Hi.
I'm trying to setup SAML following this guide. I patched and restarted nginx but I still only get
zx path API error
when trying to access /zx/auth/samlMetadata?domain=domain.it
Zextras 3.5.0, Zimbra 9 by Zextras.
I haven't found any error in mailbox.log.
What could it be?
thanks
P.S. I think this page is outdated and should be removed.
Hello @maxxer,
Thank you for contacting us and for the suggestion regarding the documentation, we are currently reviewing it and on the meantime please allow me to share a couple articles that I hope you may find them interesting:
Zextras Suite - Added Features to Auth: https://community.zextras.com/zextras-suite-3-1-11-added-features-to-zextras-auth/
Improve the security using Zextras 2FA: https://community.zextras.com/improve-the-security-using-zextras-2fa/
On our recent experience the most common motives for this issue would be missing parameters in the server configurations, specially `zimbraAuthMech` and `zimbraWebClientLoginURL` parameters.
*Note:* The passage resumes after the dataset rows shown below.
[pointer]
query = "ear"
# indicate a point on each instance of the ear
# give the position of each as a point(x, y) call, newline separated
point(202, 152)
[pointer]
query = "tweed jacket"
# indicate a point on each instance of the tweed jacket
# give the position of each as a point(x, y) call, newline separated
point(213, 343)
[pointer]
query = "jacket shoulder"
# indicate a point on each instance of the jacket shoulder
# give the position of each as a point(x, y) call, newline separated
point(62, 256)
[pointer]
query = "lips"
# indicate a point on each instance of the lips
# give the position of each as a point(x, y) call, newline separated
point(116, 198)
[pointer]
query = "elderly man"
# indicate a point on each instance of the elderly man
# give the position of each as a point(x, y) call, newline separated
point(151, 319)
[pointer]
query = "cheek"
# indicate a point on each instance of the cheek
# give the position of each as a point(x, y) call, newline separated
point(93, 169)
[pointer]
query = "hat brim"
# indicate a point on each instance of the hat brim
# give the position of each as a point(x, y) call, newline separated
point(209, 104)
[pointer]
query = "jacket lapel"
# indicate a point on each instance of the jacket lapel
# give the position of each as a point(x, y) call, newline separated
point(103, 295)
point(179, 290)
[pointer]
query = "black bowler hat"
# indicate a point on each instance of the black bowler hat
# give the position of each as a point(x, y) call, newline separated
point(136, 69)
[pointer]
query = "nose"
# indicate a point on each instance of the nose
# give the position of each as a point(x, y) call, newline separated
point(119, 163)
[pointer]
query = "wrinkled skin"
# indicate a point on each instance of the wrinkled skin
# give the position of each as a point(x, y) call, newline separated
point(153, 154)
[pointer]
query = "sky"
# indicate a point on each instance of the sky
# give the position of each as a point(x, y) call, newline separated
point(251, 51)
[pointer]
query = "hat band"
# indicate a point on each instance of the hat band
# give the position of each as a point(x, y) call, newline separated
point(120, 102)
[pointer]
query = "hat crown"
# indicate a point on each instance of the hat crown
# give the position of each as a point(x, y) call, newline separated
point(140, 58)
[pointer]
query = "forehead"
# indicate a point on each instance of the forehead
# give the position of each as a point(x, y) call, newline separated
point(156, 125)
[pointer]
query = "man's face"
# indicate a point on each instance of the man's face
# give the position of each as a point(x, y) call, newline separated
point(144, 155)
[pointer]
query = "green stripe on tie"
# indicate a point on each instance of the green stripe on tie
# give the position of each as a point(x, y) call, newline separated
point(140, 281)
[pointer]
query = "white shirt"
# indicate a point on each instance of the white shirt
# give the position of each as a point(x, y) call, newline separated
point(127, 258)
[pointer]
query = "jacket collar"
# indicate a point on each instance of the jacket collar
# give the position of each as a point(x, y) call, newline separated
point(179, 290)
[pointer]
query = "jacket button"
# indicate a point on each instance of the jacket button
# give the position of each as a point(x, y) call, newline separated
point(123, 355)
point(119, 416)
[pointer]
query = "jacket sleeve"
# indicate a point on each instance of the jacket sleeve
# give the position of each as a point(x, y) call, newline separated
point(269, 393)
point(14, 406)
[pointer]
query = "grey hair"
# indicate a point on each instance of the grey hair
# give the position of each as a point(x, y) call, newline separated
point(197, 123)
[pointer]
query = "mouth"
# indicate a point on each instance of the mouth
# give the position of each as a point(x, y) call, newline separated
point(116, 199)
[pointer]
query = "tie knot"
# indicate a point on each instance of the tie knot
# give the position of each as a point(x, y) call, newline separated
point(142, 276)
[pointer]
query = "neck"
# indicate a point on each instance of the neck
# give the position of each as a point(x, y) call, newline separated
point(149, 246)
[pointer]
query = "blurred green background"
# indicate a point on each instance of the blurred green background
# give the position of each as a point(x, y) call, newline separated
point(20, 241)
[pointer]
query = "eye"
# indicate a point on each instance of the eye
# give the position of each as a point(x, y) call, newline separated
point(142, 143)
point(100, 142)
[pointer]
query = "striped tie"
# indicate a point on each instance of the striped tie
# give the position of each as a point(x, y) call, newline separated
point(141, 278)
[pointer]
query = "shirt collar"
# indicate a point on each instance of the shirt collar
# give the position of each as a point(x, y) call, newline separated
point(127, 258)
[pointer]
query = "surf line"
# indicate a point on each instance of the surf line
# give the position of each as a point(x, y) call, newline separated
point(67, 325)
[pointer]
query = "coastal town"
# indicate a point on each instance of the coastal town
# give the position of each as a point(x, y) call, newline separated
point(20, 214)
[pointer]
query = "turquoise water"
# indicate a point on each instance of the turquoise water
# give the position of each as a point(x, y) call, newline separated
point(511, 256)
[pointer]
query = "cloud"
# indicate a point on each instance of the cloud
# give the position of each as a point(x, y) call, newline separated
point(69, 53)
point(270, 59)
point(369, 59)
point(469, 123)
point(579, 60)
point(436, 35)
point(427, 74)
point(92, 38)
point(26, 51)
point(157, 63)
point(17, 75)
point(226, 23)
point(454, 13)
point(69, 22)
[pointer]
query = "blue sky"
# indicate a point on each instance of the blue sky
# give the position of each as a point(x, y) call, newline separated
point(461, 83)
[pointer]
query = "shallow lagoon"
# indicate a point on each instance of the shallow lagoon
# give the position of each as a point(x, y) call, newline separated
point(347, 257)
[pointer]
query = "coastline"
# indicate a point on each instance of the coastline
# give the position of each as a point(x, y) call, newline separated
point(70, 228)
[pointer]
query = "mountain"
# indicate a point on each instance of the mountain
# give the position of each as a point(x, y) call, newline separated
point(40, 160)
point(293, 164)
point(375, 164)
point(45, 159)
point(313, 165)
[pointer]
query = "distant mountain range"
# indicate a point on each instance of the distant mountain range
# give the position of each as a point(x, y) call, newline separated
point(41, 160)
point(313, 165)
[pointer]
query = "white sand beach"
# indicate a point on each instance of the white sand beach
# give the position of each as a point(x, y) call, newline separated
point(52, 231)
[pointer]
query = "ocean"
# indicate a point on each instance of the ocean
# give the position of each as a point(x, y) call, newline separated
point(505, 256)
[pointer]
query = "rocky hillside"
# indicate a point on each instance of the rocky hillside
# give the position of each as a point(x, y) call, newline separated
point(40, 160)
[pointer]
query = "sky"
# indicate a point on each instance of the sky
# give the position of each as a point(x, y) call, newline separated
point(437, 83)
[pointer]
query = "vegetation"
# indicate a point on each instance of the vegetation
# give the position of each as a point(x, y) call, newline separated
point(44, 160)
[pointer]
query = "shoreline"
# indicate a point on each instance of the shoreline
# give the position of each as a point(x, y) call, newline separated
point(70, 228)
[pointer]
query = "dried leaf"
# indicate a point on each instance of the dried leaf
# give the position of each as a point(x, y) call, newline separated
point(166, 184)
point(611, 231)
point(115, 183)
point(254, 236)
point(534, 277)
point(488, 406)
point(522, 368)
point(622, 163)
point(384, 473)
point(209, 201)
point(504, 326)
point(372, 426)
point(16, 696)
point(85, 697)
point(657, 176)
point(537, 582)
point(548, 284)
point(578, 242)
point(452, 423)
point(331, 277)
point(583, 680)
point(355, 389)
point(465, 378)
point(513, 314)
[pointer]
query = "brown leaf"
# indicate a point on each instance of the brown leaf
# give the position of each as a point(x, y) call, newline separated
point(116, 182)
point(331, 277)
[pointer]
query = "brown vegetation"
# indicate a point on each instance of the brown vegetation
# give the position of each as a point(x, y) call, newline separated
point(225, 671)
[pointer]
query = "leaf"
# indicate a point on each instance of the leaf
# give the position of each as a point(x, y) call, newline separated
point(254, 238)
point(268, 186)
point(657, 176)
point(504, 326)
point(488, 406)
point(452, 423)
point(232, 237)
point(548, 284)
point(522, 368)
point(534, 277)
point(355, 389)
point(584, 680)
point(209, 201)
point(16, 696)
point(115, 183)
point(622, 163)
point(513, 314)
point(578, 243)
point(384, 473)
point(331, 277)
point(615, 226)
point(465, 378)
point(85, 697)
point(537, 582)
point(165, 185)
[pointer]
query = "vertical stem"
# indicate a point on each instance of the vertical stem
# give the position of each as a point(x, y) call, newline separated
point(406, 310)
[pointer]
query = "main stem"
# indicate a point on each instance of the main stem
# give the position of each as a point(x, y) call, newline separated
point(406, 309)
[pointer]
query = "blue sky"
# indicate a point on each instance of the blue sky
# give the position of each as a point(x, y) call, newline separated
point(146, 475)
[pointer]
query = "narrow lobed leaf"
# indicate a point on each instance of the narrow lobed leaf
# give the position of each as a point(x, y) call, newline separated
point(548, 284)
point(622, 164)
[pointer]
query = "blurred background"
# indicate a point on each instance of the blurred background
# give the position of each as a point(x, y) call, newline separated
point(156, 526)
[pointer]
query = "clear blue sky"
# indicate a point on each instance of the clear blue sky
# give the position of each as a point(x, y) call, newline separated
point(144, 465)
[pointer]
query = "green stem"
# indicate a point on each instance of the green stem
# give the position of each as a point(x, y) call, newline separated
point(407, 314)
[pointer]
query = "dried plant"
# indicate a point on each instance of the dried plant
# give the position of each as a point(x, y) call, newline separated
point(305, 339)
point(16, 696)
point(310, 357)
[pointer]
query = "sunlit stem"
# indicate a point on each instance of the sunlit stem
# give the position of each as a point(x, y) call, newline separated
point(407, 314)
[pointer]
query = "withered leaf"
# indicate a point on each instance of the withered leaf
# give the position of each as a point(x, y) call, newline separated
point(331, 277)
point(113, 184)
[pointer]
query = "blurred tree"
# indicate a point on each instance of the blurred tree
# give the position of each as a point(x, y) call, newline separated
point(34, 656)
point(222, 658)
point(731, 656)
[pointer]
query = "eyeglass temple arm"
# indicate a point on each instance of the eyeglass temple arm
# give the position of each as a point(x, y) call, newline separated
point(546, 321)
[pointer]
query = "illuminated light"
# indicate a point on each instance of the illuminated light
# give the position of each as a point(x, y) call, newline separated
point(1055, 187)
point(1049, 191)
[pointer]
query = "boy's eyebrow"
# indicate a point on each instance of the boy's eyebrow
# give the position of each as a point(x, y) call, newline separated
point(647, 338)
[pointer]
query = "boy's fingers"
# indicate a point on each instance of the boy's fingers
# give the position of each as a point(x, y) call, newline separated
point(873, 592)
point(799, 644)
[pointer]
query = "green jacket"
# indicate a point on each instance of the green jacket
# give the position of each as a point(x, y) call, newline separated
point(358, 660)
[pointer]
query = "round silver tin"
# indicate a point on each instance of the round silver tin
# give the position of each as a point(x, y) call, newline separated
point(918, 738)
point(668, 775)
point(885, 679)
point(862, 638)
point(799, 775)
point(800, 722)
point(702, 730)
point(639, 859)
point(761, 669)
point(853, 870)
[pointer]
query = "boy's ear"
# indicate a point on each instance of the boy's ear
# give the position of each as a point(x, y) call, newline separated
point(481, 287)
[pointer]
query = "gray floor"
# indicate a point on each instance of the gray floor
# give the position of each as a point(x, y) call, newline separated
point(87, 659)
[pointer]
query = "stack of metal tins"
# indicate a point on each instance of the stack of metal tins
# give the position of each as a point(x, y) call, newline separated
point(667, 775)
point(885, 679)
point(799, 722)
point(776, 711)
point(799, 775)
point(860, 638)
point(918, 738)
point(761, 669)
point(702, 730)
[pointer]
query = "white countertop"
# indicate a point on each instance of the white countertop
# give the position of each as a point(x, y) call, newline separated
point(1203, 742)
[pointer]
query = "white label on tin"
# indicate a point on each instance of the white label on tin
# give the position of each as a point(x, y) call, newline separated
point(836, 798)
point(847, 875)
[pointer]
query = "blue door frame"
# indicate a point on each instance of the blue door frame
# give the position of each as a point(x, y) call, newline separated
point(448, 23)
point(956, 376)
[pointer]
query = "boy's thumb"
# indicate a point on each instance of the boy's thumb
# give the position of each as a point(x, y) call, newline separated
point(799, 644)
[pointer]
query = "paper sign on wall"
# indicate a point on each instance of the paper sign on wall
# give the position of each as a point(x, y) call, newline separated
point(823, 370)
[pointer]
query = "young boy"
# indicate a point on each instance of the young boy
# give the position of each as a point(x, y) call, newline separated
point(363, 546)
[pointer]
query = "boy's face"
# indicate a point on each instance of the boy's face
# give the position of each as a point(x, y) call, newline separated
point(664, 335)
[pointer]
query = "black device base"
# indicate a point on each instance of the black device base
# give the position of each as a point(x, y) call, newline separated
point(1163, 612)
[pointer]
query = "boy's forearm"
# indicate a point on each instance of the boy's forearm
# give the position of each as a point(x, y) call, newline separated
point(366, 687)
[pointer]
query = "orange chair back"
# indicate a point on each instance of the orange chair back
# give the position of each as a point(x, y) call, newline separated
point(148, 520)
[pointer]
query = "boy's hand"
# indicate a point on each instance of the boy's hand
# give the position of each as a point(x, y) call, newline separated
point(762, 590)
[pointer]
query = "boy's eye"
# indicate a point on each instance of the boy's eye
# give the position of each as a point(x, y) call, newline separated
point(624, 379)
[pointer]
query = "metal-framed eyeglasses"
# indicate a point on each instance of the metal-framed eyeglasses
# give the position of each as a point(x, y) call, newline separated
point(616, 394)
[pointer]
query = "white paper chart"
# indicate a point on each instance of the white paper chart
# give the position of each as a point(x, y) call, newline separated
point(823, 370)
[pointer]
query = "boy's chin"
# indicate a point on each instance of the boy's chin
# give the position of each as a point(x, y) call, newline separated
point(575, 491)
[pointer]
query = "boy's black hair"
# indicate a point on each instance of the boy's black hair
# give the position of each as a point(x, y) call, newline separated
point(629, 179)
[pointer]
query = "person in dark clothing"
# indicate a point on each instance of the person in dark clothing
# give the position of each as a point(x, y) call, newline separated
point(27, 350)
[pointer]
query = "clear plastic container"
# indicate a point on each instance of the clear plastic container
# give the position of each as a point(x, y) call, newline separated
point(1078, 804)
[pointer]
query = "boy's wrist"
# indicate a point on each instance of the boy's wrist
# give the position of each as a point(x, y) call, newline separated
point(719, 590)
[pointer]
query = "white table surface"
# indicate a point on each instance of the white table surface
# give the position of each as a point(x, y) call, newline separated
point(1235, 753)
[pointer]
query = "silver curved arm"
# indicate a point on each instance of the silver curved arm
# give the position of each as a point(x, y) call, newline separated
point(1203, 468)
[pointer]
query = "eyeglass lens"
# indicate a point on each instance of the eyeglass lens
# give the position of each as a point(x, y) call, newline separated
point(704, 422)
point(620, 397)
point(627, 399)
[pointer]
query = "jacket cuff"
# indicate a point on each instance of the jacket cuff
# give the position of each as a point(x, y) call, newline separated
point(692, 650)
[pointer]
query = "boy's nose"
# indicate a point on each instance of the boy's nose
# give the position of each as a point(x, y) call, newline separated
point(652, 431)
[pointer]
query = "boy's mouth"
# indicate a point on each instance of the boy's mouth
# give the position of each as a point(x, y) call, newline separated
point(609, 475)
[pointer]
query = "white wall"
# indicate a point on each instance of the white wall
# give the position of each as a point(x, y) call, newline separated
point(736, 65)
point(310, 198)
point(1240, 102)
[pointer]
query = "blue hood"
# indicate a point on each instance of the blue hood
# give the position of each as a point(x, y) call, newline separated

Domain settings can also affect this scenario and we can verify it through the output of this command:
* `for dom in $(zmprov gad); do zmprov gd $dom zimbraPublicServiceProtocol zimbraPublicServiceHostname zimbraPublicServicePort zimbraAuthMech zimbraWebClientLoginURL; done`
Bellow is an command example that can be used to change the parameters mentioned:
* `zmprov md DOMAIN.TDL zimbraPublicServiceProtocol PROTOCOL zimbraPublicServiceHostname HOSTNAME zimbraPublicServicePort PORT zimbraAuthMech AUTHMECHTYPE zimbraWebClientLoginURL CLIENTLOGINPAGE`
Please remember to substitute the values according to your needs (e.g. `zmprov md example.com zimbraPublicServiceProtocol https zimbraPublicServiceHostname mail.example.com zimbraPublicServicePort 443 zimbraAuthMech custom:zx zimbraWebClientLoginURL /zx/login/page/`)
Hope that you will find this information helpful, please let us know if we can assist you further.